Dziś rozpoczyna się dwudniowe posiedzenie Rady Polityki Pieniężnej (RPP) ws. stóp procentowych w Polsce. Rada decyzję w tej sprawie ogłosi w środę 5 czerwca w godzinach popołudniowych. Wtedy też opublikuje komunikat po posiedzeniu. Na czwartek 6 czerwca zaplanowana jest natomiast konferencja prasowa prezesa NBP Adama Glapińskiego.

Rynek jest przekonany co do tego, że na czerwcowym posiedzeniu Rada nie zmieni stóp procentowych, pozostawiając główną z nich na poziomie 5,75 proc. Inwestorzy z pewnością jednak będą z uwagą czytali komunikat Rady i bacznie będą się wsłuchiwali w to co do powiedzenia ma prezes NBP odnośnie ostatnich danych inflacyjnych z Polski, które pokazały dużo niższą wzrost cen od prognoz ekonomistów. W maju, jak wynika z wstępnych szacunków opublikowanych przez GUS, inflacja w Polsce wzrosła do 2,5 proc. R/R z 2,4 proc. w kwietniu. To nie tylko był wzrost dużo niższy od rynkowych prognoz na poziomie 2,8 proc., ale również niższy niż najbardziej optymistyczne założenia ekonomistów, którzy przewidywali wzrost inflacji do 2,6 proc.

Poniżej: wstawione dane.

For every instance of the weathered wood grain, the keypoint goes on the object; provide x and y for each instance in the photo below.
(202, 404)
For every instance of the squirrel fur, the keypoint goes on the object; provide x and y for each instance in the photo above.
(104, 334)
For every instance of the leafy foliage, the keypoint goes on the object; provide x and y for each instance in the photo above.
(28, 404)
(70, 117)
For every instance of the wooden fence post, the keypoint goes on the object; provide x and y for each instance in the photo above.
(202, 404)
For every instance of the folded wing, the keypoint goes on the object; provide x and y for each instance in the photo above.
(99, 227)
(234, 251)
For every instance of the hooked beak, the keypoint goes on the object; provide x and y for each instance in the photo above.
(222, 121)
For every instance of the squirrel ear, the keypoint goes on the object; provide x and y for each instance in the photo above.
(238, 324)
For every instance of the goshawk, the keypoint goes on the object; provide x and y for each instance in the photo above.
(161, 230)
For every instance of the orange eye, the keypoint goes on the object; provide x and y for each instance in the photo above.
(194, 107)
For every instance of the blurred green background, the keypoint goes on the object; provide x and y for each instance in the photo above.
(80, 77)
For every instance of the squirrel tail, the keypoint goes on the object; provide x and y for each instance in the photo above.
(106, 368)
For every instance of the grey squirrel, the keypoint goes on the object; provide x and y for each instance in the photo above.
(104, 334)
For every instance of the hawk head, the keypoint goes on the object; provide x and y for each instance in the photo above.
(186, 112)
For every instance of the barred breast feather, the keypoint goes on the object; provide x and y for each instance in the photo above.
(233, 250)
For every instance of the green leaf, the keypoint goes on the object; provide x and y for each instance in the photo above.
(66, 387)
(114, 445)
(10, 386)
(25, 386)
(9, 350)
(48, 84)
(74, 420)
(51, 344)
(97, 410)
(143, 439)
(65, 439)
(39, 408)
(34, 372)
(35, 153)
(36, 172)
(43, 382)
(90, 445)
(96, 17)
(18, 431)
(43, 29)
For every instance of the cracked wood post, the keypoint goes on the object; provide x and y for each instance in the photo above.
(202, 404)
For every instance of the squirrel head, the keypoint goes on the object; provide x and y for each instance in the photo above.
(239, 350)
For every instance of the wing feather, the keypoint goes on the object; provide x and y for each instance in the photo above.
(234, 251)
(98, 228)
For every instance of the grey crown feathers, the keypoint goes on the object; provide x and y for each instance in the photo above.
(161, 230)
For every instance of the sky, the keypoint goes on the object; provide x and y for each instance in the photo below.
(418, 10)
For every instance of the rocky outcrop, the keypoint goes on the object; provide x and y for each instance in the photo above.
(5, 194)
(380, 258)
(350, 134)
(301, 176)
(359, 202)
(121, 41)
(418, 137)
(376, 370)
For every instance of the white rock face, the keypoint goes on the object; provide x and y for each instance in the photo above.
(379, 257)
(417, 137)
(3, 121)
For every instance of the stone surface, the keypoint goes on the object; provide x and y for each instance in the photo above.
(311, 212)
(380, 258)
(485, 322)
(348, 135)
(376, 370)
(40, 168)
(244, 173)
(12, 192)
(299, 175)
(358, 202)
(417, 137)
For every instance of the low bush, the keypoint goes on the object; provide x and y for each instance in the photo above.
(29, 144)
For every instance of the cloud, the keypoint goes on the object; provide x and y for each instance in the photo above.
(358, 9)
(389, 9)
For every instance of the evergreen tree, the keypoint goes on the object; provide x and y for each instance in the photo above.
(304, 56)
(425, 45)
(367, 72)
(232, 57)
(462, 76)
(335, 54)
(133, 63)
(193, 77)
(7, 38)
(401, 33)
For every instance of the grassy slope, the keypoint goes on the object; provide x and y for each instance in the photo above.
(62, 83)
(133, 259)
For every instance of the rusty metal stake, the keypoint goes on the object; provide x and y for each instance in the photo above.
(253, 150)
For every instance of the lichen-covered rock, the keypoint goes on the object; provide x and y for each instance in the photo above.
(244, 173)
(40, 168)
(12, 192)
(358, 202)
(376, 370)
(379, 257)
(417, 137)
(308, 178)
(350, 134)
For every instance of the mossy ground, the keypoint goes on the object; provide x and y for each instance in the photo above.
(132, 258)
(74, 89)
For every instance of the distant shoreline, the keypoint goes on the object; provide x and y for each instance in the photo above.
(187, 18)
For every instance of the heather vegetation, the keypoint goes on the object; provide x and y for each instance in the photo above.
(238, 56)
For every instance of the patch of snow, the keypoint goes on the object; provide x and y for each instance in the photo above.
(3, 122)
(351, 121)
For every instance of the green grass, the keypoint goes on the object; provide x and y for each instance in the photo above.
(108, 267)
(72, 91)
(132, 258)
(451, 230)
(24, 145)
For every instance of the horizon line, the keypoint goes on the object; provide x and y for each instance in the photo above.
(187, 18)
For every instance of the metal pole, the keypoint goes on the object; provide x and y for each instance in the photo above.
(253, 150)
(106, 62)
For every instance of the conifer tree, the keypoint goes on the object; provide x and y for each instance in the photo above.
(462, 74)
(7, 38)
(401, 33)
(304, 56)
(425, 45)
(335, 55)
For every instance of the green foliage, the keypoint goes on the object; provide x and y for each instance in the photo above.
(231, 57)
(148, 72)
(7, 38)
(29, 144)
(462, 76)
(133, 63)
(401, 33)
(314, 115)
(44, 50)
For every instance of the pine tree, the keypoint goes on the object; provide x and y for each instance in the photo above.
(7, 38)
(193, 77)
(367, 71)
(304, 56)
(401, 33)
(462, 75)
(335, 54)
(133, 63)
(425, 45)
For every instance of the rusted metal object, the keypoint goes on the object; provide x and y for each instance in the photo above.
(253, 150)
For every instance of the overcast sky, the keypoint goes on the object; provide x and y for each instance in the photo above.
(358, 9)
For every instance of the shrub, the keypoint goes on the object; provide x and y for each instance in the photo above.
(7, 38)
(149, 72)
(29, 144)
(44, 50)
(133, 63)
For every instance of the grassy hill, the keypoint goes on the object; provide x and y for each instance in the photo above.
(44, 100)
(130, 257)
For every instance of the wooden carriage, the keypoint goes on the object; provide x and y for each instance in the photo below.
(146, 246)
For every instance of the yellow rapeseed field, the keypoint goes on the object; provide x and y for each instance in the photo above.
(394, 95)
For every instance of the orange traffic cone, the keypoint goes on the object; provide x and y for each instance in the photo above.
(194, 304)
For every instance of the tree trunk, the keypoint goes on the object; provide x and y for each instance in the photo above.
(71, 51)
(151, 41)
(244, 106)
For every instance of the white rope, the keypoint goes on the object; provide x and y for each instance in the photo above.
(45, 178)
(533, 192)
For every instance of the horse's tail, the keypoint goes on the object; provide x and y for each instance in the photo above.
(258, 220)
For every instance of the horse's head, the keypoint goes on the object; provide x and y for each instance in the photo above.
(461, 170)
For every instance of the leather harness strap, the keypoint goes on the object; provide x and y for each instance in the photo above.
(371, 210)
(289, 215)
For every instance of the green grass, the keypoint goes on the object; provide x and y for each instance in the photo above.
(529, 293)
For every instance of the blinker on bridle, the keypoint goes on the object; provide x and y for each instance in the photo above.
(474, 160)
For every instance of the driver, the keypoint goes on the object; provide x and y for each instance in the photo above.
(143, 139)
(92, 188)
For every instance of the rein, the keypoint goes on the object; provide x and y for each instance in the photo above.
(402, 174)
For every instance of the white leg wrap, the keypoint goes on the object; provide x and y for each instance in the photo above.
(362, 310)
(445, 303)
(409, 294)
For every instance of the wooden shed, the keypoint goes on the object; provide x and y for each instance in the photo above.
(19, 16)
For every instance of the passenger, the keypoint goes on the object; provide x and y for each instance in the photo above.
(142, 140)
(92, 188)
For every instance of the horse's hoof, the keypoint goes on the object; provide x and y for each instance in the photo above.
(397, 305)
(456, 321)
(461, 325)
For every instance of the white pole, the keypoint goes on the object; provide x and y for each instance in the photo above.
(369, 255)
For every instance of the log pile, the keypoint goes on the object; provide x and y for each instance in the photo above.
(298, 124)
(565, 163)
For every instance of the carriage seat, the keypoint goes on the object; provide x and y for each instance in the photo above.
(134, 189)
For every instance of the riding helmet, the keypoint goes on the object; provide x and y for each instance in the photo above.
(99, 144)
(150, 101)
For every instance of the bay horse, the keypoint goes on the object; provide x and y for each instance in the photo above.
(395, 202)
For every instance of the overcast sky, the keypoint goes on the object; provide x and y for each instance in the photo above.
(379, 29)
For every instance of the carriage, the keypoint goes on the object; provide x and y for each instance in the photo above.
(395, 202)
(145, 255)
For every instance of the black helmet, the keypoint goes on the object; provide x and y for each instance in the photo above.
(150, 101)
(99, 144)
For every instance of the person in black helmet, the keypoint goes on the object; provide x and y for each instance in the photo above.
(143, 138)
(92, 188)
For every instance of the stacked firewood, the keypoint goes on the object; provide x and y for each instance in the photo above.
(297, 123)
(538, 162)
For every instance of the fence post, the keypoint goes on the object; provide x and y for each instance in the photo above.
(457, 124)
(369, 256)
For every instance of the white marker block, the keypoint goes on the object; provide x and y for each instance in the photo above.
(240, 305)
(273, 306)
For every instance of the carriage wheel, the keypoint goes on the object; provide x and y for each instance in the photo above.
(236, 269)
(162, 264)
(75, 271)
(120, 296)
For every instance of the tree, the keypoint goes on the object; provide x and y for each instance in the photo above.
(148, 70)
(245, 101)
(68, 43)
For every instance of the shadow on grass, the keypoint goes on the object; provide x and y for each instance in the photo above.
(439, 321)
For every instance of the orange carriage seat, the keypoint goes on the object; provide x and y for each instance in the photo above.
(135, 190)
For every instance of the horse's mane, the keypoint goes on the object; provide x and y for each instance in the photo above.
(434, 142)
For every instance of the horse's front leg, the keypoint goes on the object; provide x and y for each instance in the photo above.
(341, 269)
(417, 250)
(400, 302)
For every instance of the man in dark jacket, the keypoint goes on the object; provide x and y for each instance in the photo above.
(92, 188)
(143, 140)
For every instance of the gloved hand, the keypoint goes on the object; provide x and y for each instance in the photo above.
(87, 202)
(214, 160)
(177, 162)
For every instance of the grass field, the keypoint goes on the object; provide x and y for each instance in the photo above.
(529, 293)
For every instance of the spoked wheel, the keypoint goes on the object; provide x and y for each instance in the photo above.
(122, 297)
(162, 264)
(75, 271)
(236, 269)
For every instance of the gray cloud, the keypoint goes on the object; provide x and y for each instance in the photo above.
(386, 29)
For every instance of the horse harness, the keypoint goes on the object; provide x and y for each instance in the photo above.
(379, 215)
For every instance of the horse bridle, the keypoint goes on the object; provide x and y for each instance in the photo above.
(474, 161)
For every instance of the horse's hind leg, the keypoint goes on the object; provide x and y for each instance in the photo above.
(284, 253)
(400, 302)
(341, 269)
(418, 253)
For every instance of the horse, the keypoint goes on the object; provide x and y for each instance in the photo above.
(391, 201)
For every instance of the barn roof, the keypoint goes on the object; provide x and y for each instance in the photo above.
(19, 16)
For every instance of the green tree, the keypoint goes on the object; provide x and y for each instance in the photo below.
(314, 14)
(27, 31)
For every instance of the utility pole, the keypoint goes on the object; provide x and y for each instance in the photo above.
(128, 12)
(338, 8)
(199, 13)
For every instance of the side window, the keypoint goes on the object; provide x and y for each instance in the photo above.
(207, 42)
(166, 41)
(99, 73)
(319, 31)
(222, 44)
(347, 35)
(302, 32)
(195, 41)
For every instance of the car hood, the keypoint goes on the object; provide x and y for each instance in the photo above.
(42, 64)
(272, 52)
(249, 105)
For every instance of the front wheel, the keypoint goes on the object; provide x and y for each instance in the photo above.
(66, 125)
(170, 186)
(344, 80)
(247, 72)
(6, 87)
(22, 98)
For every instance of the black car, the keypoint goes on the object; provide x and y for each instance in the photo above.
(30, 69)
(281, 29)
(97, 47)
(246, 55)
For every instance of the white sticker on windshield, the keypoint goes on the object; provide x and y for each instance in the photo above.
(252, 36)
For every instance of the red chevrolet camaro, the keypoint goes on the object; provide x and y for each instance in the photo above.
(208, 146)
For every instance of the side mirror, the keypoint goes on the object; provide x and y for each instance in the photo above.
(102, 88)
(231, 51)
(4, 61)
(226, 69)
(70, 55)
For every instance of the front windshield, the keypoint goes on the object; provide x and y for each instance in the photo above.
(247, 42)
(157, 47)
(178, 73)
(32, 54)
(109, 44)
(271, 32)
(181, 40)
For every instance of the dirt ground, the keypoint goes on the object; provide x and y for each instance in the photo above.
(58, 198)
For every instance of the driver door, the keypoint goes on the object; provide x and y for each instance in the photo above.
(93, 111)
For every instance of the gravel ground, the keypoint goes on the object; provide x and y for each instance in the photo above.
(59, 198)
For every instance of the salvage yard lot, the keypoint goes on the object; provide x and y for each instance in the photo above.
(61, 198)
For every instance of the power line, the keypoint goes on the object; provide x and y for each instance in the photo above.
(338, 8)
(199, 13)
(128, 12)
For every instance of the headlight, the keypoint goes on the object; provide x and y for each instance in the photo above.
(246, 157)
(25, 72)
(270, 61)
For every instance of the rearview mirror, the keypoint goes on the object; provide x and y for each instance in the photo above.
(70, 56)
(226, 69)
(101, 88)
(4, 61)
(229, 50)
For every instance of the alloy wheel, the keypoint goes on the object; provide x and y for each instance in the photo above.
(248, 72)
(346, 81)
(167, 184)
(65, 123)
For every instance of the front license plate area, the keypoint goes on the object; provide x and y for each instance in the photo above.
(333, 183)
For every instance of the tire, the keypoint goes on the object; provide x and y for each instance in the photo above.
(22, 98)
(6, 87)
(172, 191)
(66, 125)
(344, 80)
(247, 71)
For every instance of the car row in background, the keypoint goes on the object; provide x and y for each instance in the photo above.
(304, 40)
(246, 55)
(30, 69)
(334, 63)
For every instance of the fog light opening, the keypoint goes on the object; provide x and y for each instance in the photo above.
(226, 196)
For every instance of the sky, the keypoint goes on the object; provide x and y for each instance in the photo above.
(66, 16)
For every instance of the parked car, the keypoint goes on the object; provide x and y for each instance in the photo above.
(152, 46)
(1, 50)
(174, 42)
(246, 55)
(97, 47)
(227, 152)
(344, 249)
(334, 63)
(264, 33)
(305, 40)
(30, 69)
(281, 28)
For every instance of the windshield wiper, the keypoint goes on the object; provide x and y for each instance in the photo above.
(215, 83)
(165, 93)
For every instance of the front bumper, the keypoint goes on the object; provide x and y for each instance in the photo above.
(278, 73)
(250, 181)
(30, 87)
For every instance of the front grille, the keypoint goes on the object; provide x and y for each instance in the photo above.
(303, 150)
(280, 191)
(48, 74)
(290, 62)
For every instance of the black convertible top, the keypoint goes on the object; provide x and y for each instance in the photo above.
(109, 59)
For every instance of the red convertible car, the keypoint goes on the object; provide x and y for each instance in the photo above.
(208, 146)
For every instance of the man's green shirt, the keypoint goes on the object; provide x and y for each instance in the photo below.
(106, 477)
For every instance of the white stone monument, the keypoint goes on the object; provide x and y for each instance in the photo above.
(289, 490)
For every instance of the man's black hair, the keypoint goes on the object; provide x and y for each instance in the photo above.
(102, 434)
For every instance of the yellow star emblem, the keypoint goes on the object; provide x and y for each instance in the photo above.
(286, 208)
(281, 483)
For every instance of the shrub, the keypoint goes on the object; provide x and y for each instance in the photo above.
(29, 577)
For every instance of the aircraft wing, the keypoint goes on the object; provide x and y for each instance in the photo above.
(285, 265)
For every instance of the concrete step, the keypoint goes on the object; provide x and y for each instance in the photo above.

Niższa od oczekiwań inflacja, w zestawieniu z ostatnim bardzo słabym odczytem indeksu PMI dla polskiego przemysłu, czy też z niższą od oczekiwań sprzedażą detaliczną, mogą w opinii niektórych lekko otwierać furtkę do cięcia stóp procentowych jeszcze w końcówce tego roku. Jednak, żeby takie oczekiwania nabrały bardziej powszechnego charakteru, a tym samym wpłynęły na notowania złotego i obligacji, zielone światło musi dać RPP lub prezes NBP, sugerując możliwość zaistnienia takiej sytuacji w przyszłości.